Introduction: Transplantation of endogenous cardiac progenitors into the infarcted heart is currently being examined as a cell–based therapy to reverse tissue damage.   Early stem cell loss and limited regenerative capacity reduces the efficacy of cell types currently used for cell based treatment. We tested the hypothesis that a novel population of early cardiovascular stem cells isolated from cardiac tissue will facilitate cardiac regeneration after myocardial infarction.
Materials & Methods: Cardiovascular progenitor cell clones expressing Isl-1, mesp-1, brachyury, c-kit, and SSEA1  were isolated from neonatal humans and a comparable population was isolated from neonatal Suffolk sheep for use in an allotransplantation model of stem cell-based cardiac repair. A myocardial infarction was introduced by LAD coronary artery ligation. Ten million neonatal sheep cardiovascular progenitor cells were labeled for tracking and introduced as a clonal population by direct cardiac injection at 3-4 weeks post-myocardial infarction. Cardiovascular progenitor cell retention was quantified two months post-injection, and immunostaining was done to assess stem cell retention, proliferation, and differentiation after transplantation in vivo. PCR was used to identify paracrine factors released during cardiovascular repair. Functional changes were assessed by echocardiogram.

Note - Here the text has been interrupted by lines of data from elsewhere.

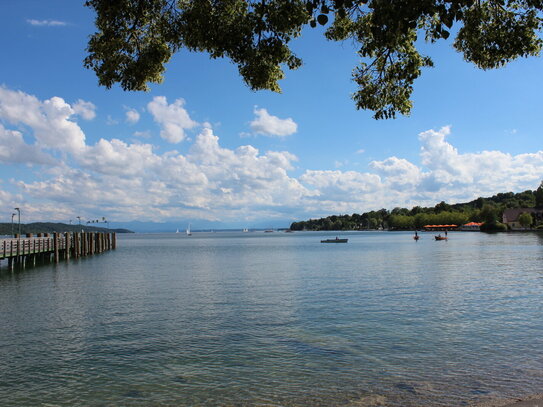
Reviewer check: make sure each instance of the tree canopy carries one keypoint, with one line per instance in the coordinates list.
(136, 38)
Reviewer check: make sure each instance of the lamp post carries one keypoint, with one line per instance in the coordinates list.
(12, 216)
(19, 216)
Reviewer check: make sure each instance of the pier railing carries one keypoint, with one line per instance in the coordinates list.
(19, 251)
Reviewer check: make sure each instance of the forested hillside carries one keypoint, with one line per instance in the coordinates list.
(487, 210)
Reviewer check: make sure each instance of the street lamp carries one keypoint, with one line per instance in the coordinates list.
(19, 213)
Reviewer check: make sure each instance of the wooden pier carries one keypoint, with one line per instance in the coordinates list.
(23, 251)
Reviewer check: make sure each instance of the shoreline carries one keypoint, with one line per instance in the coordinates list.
(534, 400)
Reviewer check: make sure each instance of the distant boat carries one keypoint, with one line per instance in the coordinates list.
(336, 240)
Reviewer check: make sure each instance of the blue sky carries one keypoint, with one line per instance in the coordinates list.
(202, 148)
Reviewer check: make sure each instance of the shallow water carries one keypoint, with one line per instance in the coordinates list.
(275, 319)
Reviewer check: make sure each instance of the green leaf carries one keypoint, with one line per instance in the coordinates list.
(322, 19)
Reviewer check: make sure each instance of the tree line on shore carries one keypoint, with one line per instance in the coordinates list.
(486, 210)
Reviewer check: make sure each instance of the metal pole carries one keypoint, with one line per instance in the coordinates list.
(19, 216)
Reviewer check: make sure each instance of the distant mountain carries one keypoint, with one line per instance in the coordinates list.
(48, 227)
(199, 224)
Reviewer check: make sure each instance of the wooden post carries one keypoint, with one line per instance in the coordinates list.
(55, 246)
(67, 245)
(76, 245)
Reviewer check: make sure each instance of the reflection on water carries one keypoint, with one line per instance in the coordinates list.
(277, 319)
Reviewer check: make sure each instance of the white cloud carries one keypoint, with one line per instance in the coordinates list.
(269, 125)
(85, 109)
(142, 134)
(127, 181)
(13, 149)
(46, 23)
(173, 118)
(49, 120)
(132, 116)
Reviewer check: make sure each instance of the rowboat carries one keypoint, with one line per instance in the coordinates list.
(336, 240)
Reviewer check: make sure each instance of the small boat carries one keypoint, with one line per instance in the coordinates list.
(336, 240)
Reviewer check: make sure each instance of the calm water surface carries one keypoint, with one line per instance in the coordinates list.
(275, 319)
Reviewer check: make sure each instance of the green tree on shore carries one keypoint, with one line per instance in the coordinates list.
(136, 38)
(525, 219)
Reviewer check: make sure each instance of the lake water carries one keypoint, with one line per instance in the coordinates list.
(277, 319)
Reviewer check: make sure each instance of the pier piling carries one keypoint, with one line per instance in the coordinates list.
(21, 251)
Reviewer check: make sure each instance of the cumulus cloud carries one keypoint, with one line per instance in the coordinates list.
(46, 23)
(49, 120)
(127, 181)
(13, 149)
(85, 109)
(173, 118)
(132, 116)
(269, 125)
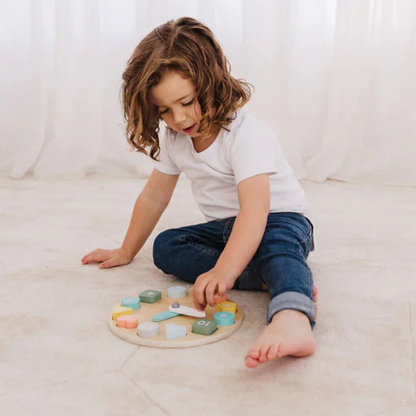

Results: Cardiovascular progenitor cells survived, proliferated and differentiated in vivo into cardiac myocytes and endothelial cells at the site of repair following myocardial infarction. Donor cells that were retained in the infarct zone at two months post-transplant were quantified and included newly introduced cardiovascular progenitor cells that continued to divide.  Differentiation into cardiomyocytes and endothelial cells was also quantified by dual immunostaining. The majority of progenitor cells differentiated into cardiomyocytes whereas the elevated number of endothelial cells localized at the site of repair were predominantly host-derived, suggesting that endothelial cells in the regenerating area are recruited in response to paracrine factors. Transcripts encoding VEGF, CXCL12, IGF-1 and HGF were induced. Notch and AKT signaling were elevated and a significant improvement in ejection fraction and fractional shortening was shown two months after allogeneic cardiovascular progenitor cell transplantation in this model.
Conclusion: Neonatal islet-1+ early cardiovascular progenitor cells co-expressing mesp-1, brachyury, c-kit, and SSEA1  are retained, divide and differentiate when introduced for cardiac repair in vivo and can be isolated and rapidly expanded from cardiovascular tissue. Clonal populations with these markers represent a promising cell type for cardiac repair.